O sabor de estar naquela escola, podendo contribuir, de algum modo, com o contexto

educativo, me alegrava muito, foi a escola na qual estudei, por isso muitos corpos eram

conhecidos, pessoas que me viram crescer, alguns tinham sido meus professores, tudo me era

familiar, e isso facilitou minha entrada e presença na escola.

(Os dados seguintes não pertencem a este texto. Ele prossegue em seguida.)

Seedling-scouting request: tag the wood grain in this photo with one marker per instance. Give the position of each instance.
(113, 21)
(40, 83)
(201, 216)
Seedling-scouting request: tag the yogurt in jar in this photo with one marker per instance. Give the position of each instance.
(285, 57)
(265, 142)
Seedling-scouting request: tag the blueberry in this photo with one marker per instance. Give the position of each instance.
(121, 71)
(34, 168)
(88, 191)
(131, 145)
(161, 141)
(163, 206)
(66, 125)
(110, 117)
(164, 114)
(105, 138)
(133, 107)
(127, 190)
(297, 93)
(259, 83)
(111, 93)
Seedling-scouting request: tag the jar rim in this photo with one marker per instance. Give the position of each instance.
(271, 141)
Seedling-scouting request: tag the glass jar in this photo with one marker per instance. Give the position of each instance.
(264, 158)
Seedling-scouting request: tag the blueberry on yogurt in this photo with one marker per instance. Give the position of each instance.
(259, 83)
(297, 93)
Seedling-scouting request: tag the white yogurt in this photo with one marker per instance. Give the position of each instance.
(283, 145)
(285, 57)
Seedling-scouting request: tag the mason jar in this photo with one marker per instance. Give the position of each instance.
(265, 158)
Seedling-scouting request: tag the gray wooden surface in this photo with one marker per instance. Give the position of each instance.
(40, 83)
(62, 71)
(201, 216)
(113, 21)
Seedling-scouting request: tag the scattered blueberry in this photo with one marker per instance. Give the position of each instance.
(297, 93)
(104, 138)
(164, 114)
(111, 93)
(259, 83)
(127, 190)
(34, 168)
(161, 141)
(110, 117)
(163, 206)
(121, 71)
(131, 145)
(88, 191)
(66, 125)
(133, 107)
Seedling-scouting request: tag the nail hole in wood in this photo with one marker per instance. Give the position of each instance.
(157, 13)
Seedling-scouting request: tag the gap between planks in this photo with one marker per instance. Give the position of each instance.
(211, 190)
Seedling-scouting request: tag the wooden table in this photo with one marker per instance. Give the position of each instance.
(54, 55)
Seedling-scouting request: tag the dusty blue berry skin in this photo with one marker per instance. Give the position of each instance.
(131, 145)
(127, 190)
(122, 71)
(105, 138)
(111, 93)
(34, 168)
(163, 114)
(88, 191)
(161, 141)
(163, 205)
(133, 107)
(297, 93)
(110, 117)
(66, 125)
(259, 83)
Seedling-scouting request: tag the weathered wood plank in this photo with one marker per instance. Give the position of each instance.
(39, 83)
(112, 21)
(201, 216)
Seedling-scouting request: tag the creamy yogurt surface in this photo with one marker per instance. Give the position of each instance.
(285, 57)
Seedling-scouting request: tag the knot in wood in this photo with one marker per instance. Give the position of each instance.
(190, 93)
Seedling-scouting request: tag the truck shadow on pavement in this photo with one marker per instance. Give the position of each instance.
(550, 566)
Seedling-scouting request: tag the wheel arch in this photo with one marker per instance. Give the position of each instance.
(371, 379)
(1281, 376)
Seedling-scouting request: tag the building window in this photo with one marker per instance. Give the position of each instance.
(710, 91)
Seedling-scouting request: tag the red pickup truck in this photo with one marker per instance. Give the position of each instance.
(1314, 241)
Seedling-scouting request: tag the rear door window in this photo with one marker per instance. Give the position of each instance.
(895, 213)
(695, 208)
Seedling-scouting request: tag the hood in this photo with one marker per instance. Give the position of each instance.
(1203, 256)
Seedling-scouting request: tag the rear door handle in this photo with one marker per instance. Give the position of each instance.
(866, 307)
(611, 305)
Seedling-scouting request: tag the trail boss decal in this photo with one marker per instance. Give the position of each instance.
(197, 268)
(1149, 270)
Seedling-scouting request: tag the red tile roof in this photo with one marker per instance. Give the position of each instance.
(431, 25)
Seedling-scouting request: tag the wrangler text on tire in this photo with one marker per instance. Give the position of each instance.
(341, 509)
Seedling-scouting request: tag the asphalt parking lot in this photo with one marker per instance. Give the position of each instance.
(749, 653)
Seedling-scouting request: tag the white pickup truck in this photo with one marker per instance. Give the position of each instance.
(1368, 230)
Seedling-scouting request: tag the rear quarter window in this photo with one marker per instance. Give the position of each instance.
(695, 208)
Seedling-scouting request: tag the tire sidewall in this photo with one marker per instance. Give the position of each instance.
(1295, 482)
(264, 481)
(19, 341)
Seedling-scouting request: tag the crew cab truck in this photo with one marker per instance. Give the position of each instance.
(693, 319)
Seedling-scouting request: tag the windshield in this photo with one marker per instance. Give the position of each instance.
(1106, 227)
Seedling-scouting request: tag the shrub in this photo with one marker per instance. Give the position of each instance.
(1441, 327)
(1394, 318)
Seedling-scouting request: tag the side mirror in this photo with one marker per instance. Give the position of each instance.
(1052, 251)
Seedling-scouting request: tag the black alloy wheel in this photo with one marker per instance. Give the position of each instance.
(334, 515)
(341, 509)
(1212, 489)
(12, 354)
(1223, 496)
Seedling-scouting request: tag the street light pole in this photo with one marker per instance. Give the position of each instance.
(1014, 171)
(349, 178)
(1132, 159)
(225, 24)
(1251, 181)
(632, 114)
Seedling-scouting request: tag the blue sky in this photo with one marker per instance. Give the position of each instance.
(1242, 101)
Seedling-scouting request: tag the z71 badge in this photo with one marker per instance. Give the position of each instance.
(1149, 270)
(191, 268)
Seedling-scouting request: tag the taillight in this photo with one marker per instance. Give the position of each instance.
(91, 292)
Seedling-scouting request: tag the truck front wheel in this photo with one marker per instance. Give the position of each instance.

Neste espaço, ao longo do tempo de convivência, fui me confrontando com diversas

situações de discriminação, preconceito e racismo expressadas entre as crianças nas brincadeiras,

nos jogos, nos momentos em sala de aula e nos intervalos. Selecionei algumas situações extraídas

dos registros realizados pelo grupo, primeiramente quanto aos significados expressos pelas

crianças, que não moravam na comunidade, sobre a Toca, observado principalmente em uma

atividade6, na qual as crianças tinham que registrar o que conheciam e que pensavam em relação

às diversas comunidades de Paulo Lopes. Em alguns cartazes sobre a Toca, apareceram fotos que

expressavam a pobreza, favela, sujeira, lixo e dizeres como este: a Toca é um lugar feio e cheira

mal, e o mais interessante é que o grupo que fez esta afirmação nunca foi na comunidade, não a

conhece. Uma aluna branca se referindo à Toca, sem nunca ter ido lá, escreve: não quero ir na

Toca, porque lá cheira mal, é fedido, cheiro assim de pretinho”. Outro cartaz exibia a frase: a

Toca é um lugar onde só têm macacos, muitos macacos, este grupo conhecia a comunidade. E

um grupo composto por três alunos negros, estes se empenharam na construção do cartaz e

afirmaram a beleza da comunidade, a natureza, a tranqüilidade, as brincadeiras das crianças,

através de fotos e desenhos.

A partir desta atividade com as crianças verifiquei o quanto eram relevantes e

interessantes estes inúmeros significados e representações acerca da comunidade. Os discursos

das crianças expressavam os aspectos sociais e culturais que se produzem em torno da população

negra do município. Assim, ser negro e morar na Toca era também ser macaco e viver num ‘lugar

sujo’, ‘feio’ e ‘fedido’, os negros estavam na fronteira entre a animalidade e a humanidade. O

animal macaco simboliza a fronteira entre o humano e o animal. A pobreza, sujeira, o fedor

6 A atividade foi organizada da seguinte forma: as turmas foram divididas em pequenos grupos e tinham como tarefa desenhar, escrever, colar fotos, em cartazes sobre uma determinada comunidade de Paulo Lopes, entre elas estava a Santa Cruz.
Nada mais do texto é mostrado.